3:7-8 Why were animals included? Phillip Cary: “The original readers of the book of Jonah would remember that a number of the plagues that the LORD sent against Egypt struck both humans and livestock, and above all the final plague, which struck 'all the firstborn in the land of Egypt, both human and livestock.' A deep inspiration prompts the king to include the livestock in Nineveh's acts of repentance, because they are included in Nineveh's prosperity. That inspiration is more explicit in the law of Moses, which declares all Israel's firstborn, both humans and livestock, are consecrated as holy to the LORD.” Andrew Dearman (Hosea, p. 91) says, “Just as a family unit in Semitic society is understood collectively as people and their possessions, so also a people or nation is understood collectively as the relevant human population, plus its divinely granted possessions.” For better or worse, creation is affected by the way people act.

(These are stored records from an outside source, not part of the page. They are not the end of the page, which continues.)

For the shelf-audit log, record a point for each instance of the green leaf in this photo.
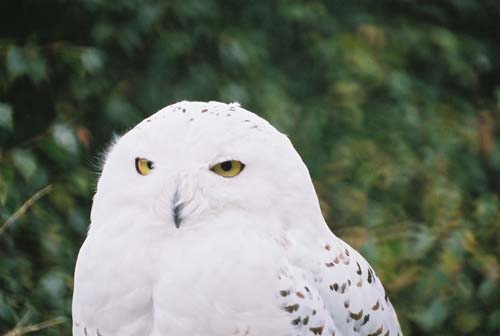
(16, 62)
(6, 120)
(25, 163)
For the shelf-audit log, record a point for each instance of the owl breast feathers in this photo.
(205, 222)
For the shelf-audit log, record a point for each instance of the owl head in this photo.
(193, 162)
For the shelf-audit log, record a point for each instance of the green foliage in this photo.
(394, 105)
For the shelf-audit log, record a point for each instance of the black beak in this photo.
(176, 212)
(177, 206)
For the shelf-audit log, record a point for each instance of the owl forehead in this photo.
(200, 127)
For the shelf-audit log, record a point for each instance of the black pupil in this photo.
(226, 165)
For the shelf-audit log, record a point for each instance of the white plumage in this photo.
(183, 251)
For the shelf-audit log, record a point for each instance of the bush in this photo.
(392, 104)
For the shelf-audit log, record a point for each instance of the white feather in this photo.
(252, 255)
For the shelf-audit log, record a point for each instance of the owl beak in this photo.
(177, 207)
(176, 213)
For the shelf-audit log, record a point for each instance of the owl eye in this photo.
(229, 168)
(143, 166)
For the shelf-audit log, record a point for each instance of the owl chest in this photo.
(228, 289)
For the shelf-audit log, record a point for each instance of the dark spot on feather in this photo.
(356, 316)
(317, 330)
(377, 332)
(284, 293)
(292, 308)
(359, 269)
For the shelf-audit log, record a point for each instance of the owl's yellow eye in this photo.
(143, 166)
(229, 168)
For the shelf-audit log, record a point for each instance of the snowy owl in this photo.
(205, 222)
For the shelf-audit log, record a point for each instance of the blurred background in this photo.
(393, 104)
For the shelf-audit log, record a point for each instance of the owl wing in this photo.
(340, 296)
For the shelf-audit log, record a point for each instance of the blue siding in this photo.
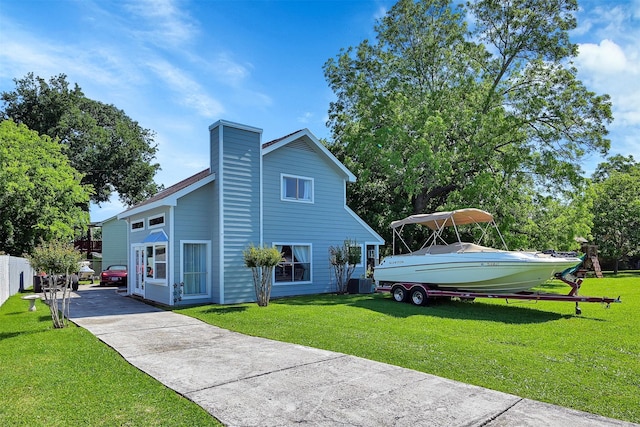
(193, 222)
(241, 205)
(324, 223)
(214, 139)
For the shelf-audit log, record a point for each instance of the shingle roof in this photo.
(275, 141)
(174, 188)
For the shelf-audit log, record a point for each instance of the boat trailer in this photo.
(419, 293)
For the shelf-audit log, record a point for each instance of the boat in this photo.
(467, 266)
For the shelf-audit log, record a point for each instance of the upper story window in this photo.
(156, 221)
(297, 188)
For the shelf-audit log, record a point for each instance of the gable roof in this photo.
(317, 146)
(170, 195)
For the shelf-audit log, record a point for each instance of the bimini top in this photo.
(437, 220)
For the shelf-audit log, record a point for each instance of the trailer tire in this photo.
(418, 296)
(399, 294)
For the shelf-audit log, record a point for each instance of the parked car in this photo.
(114, 275)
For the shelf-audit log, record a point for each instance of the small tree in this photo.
(261, 260)
(58, 259)
(343, 260)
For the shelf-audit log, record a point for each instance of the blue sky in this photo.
(176, 66)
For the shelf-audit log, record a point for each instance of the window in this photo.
(297, 188)
(156, 221)
(157, 262)
(295, 265)
(194, 268)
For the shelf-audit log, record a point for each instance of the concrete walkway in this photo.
(249, 381)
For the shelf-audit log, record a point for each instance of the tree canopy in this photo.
(435, 115)
(41, 195)
(113, 152)
(616, 207)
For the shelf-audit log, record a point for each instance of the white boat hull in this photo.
(494, 272)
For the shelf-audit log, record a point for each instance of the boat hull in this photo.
(495, 272)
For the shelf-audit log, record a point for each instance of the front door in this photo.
(139, 270)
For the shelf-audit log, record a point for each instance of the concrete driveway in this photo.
(248, 381)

Cary: “The sight is comic, no question, but such comedy is only to be expected from a king trying to figure out how to appease the wrath of God without any help from the Law and the Prophets. He's improvising without a script...Dressing up the livestock in sackcloth is acknowledgment that they too will not be spared, because they belong to a city that is an abomination before God, devoted to total destruction. The king is right abut the magnitude of the wrath to come, right to be terrified and rattled right to be so unhinged by the seriousness of what he is facing that the effect is comic.”
3:8b Perhaps two types of evil, one of basic attitude and the other of practical action. Some suggest “evil that clings to the hands” or literally that the Ninevites had hoarded goods with their hands stolen from others.
3:9 This is an echo of the sea captain's words earlier.
Jonah 3:10
3:10 Discuss “evil” and “repent” in terms of God. P. 122 quotes. To take two extreme views: Is God immutable and impassible and never moved at all by man's actions (classical view) or a God that is actually learning and evolving as time goes on (process theology)? Or is the truth somewhere in between?
At this point, Jonah has seemingly repented of his earlier actions and is now obeying God, at least outwardly.